Yep; they actually did have a multi-region setup, but their failover mechanism failed. Like losing the key to your doomsday bunker and winding up locked out. Prepared in theory, but not in practice. Those are seriously smart engineers they have, but they’re also still human.
In practice, it gets complicated — especially because you don’t know how things will fail.
When we used to have to build and manage everything ourselves on simple instances, failures were a bit more predictable: instances would die or become unavailable. But when we take advantage of managed services, then we wind up with rather different kinds of failures.
Now, to be clear, it's foolish to ignore managed services just because they could possibly fail, sometimes. That would be like deciding to only walk and swim your way around the world because you've heard that some planes have crashed and some boats have sunk. It's impossible to be agile and not build upon the work of others.
Should you stop using and building on AWS? No!

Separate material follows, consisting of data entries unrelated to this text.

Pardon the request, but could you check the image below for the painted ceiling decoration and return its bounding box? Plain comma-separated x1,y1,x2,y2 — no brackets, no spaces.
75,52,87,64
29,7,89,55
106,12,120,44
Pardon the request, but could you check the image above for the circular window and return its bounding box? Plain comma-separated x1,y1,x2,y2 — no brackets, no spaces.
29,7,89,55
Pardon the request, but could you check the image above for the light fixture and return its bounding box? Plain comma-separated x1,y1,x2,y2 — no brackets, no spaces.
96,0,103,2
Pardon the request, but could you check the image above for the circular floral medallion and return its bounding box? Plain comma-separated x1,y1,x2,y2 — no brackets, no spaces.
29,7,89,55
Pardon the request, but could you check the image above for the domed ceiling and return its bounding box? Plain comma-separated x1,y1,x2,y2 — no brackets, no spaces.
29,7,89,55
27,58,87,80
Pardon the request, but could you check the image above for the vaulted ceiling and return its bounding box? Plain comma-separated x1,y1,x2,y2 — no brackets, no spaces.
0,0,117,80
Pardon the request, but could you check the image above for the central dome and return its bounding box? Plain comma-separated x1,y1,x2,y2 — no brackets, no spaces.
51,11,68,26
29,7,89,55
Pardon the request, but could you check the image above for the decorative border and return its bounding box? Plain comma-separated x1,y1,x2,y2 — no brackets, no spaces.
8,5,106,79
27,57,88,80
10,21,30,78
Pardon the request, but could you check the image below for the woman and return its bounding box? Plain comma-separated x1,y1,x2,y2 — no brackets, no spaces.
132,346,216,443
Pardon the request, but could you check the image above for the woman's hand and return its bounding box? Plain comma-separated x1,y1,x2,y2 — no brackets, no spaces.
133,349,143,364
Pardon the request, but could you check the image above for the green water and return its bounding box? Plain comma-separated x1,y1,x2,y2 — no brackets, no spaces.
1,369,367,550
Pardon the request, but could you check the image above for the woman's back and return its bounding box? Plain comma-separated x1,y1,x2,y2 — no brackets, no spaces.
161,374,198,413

OK. Finally, let’s say you ask me how much this event has impacted my willingness to use and build on AWS — to rely on them. I’ll answer you, “Not at all.”
That’s not to say that I like outages like this, nor that I’ll ignore the possibility of their happening again. But much like how I still confidently travel by air and trust the pilots more than I trust myself to fly those planes, I am still way better off with AWS — the entire package they offer, faults and all — than I am on my own. And I’m going to say with a pretty high degree of accuracy that you are, too.
So don’t overreact, and don’t underreact, either.
Incorporate what you’ve learned as data points alongside all the others. Move past feelings and knee-jerk reactions to make rational decisions. And when, down the road, you recognize that still not every decision you’ve made was perfect, then apply this same blameless postmortem technique to learn from that situation and do better going forward. That’s really all any of us can expect of ourselves, I think.
So take care of those around you, embrace #HugOps, and keep being awesome, cloud gurus!